Lim Sangsoo, Lee Sangseon, Jung Inuk, Rhee Sungmin, Kim Sun
Interdisciplinary Program in Bioinformatics, Seoul National University, Seoul, Korea.
Department of Computer Science and Engineering, Seoul National University, Seoul, Korea.
Brief Bioinform. 2020 Jan 17;21(1):36-46. doi: 10.1093/bib/bby097.
Biological pathways are extensively used for the analysis of transcriptome data to characterize biological mechanisms underlying various phenotypes. There are a number of computational tools that summarize transcriptome data at the pathway level. However, there is no comparative study on how well these tools produce useful information at the cohort level, enabling comparison of many samples or patients.
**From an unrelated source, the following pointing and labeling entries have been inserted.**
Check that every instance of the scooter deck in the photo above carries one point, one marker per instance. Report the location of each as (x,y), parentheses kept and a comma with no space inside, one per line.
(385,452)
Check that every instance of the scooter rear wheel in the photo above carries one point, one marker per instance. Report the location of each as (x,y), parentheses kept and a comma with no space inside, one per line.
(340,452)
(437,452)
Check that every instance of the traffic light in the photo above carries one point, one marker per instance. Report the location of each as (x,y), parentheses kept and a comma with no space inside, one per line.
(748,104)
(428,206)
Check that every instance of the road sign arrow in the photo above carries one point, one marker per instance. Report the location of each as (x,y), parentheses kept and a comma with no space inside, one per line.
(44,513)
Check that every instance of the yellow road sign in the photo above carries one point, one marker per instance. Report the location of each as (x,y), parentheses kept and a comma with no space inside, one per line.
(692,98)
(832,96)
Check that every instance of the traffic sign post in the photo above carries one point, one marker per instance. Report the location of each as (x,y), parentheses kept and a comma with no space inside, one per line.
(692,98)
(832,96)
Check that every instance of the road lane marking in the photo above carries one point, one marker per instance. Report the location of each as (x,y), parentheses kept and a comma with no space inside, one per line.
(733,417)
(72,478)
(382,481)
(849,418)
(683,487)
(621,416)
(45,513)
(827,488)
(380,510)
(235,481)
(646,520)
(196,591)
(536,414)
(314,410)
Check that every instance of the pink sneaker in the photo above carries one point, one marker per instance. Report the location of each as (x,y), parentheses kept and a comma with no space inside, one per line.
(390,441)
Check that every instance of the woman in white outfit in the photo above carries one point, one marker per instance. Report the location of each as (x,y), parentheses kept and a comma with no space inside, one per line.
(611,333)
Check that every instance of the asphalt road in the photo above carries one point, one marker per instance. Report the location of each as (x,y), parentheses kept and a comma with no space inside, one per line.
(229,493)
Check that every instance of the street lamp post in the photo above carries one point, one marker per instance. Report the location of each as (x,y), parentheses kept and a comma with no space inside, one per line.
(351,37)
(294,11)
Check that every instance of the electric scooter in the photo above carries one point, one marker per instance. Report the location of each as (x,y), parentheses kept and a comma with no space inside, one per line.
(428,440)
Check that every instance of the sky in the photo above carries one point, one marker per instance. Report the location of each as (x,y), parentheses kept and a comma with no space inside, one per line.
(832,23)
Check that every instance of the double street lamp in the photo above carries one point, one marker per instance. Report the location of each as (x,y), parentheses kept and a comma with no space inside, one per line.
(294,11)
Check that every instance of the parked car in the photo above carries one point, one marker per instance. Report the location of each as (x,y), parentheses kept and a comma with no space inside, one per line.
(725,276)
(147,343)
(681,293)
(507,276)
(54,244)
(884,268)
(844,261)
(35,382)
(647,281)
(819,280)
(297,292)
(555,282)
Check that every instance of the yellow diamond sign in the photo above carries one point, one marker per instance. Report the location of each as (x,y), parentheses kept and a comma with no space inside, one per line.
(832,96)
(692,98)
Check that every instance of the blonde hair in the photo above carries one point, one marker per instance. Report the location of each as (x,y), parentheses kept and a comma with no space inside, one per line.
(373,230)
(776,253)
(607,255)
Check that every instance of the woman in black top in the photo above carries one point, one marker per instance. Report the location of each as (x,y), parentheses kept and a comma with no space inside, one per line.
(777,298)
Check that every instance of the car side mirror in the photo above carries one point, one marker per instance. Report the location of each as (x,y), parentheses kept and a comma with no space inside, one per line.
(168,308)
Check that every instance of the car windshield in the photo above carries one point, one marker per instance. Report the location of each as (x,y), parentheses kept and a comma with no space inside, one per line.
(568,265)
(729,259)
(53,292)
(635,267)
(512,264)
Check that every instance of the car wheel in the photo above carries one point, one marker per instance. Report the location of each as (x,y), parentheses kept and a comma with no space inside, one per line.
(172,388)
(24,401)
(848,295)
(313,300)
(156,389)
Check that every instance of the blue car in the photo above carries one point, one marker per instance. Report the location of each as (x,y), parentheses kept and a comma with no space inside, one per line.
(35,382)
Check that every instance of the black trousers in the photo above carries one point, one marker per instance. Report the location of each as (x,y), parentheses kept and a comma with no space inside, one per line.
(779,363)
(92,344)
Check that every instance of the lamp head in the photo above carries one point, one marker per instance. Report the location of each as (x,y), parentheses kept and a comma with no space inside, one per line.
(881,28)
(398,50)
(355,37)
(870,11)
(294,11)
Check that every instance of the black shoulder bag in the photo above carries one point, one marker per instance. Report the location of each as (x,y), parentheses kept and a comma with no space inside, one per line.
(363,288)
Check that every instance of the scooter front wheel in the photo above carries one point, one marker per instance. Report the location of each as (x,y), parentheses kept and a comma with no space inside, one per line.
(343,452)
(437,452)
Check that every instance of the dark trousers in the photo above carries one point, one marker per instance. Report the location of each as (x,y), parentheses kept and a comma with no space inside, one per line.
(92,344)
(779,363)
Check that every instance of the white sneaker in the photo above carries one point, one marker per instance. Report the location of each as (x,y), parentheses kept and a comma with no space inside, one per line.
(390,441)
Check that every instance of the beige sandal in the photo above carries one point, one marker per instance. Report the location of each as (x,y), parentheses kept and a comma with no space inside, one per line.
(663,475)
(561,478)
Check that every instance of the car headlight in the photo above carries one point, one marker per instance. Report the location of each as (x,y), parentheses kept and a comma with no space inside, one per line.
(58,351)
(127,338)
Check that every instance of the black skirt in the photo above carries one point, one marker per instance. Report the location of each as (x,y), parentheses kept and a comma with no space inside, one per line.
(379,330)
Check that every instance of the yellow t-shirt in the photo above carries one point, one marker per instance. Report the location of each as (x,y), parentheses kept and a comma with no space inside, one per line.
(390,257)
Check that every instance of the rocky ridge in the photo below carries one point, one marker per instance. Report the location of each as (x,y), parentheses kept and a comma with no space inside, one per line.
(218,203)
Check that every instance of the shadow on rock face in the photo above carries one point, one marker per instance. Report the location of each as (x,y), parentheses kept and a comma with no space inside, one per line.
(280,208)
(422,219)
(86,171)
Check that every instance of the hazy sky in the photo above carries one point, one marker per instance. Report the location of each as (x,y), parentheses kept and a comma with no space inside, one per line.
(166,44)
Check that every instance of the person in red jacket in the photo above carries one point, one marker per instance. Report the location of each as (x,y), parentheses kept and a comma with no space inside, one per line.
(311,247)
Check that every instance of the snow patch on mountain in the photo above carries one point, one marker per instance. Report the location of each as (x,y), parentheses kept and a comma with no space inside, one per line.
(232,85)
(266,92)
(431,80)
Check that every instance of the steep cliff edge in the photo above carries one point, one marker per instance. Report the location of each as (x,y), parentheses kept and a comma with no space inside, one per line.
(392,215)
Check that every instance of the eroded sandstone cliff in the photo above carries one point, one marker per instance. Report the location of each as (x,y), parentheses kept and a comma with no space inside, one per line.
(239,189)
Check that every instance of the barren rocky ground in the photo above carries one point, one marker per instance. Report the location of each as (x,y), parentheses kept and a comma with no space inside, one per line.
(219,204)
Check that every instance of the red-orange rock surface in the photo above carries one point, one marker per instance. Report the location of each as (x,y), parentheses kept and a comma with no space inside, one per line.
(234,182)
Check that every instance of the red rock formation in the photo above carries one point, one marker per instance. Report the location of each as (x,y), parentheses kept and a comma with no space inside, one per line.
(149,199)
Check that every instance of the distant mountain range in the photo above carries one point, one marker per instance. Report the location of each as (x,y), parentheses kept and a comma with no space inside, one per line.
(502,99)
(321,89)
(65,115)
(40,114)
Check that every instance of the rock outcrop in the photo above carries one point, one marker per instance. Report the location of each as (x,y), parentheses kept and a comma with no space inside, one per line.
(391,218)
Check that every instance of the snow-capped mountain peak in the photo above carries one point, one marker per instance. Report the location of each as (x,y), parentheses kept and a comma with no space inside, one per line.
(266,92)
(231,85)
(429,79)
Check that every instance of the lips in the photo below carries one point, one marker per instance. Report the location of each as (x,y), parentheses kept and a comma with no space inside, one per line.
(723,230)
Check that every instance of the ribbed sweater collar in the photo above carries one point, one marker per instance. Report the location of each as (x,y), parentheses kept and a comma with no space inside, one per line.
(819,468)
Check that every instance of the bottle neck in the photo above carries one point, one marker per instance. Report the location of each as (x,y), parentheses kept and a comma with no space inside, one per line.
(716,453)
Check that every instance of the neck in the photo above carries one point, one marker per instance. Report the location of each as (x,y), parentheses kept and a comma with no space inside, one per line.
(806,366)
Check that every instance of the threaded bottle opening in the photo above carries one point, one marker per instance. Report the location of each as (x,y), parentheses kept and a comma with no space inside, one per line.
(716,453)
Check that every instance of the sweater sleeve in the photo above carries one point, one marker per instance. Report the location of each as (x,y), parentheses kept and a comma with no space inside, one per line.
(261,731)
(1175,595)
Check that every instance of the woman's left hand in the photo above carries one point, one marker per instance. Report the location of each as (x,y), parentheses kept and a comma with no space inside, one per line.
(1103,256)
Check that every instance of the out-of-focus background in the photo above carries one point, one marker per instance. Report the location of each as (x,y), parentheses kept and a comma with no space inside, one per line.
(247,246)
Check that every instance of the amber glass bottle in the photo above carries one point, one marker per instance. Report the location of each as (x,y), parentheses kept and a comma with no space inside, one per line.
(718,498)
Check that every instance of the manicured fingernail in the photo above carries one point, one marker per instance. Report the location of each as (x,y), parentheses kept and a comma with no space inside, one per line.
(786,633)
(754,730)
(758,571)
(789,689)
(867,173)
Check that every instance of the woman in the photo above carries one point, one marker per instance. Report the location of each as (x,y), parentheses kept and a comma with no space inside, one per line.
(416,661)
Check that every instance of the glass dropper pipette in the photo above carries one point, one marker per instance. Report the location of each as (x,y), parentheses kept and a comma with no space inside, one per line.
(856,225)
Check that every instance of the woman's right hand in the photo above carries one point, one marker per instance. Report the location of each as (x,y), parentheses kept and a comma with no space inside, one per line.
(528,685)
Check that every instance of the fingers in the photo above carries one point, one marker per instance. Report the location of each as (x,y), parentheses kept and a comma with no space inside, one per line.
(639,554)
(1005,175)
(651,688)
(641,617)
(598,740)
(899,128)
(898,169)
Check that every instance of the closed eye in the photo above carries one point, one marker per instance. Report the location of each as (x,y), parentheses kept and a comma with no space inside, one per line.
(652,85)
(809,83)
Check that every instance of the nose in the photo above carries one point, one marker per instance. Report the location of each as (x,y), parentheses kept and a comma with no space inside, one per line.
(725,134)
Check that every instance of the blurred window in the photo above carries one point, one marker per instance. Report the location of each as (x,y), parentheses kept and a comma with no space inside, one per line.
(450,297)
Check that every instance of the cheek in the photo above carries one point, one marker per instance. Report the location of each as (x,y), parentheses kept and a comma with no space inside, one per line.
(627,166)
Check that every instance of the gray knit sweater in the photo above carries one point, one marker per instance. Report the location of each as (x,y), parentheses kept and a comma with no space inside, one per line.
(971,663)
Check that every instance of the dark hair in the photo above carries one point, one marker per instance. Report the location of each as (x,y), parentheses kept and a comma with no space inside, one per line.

In this study, we systematically compared and evaluated 13 different pathway activity inference tools based on 5 comparison criteria using pan-cancer data set. This study has two major contributions. First, our study provides a comprehensive survey on computational techniques used by existing pathway activity inference tools. The tools use different strategies and assume different requirements on data: input transformation, use of labels, necessity of cohort-level input data, use of gene relations and scoring metric. Second, we performed extensive evaluations on the performance of these tools. Because different tools use different methods to map samples to the pathway dimension, the tools are evaluated at the pathway level using five comparison criteria. Starting from measuring how well a tool maintains the characteristics of original gene expression values, robustness was also investigated by adding noise into gene expression data. Classification tasks on three clinical variables (tumor versus normal, survival and cancer subtypes) were performed to evaluate the utility of tools for their clinical applications. In addition, the inferred activity values were compared between the tools to see how similar they are along with the scoring schemes they use.
生物通路被广泛用于转录组数据分析,以表征各种表型背后的生物学机制。有许多计算工具可在通路水平上总结转录组数据。然而,对于这些工具在队列水平上产生有用信息的能力,即对许多样本或患者进行比较的能力,尚无比较研究。
在本研究中,我们使用泛癌数据集,基于5个比较标准,系统地比较和评估了13种不同的通路活性推断工具。本研究有两个主要贡献。首先,我们的研究对现有通路活性推断工具所使用的计算技术进行了全面综述。这些工具采用不同的策略,并对数据有不同的要求:输入转换、标签的使用、队列水平输入数据的必要性、基因关系的使用以及评分指标。其次,我们对这些工具的性能进行了广泛评估。由于不同工具使用不同方法将样本映射到通路维度,因此使用五个比较标准在通路水平上对这些工具进行评估。从衡量工具保持原始基因表达值特征的程度开始,还通过向基因表达数据中添加噪声来研究稳健性。针对三个临床变量(肿瘤与正常、生存和癌症亚型)进行分类任务,以评估工具在临床应用中的效用。此外,还比较了工具之间推断的活性值,以查看它们的相似程度以及所使用的评分方案。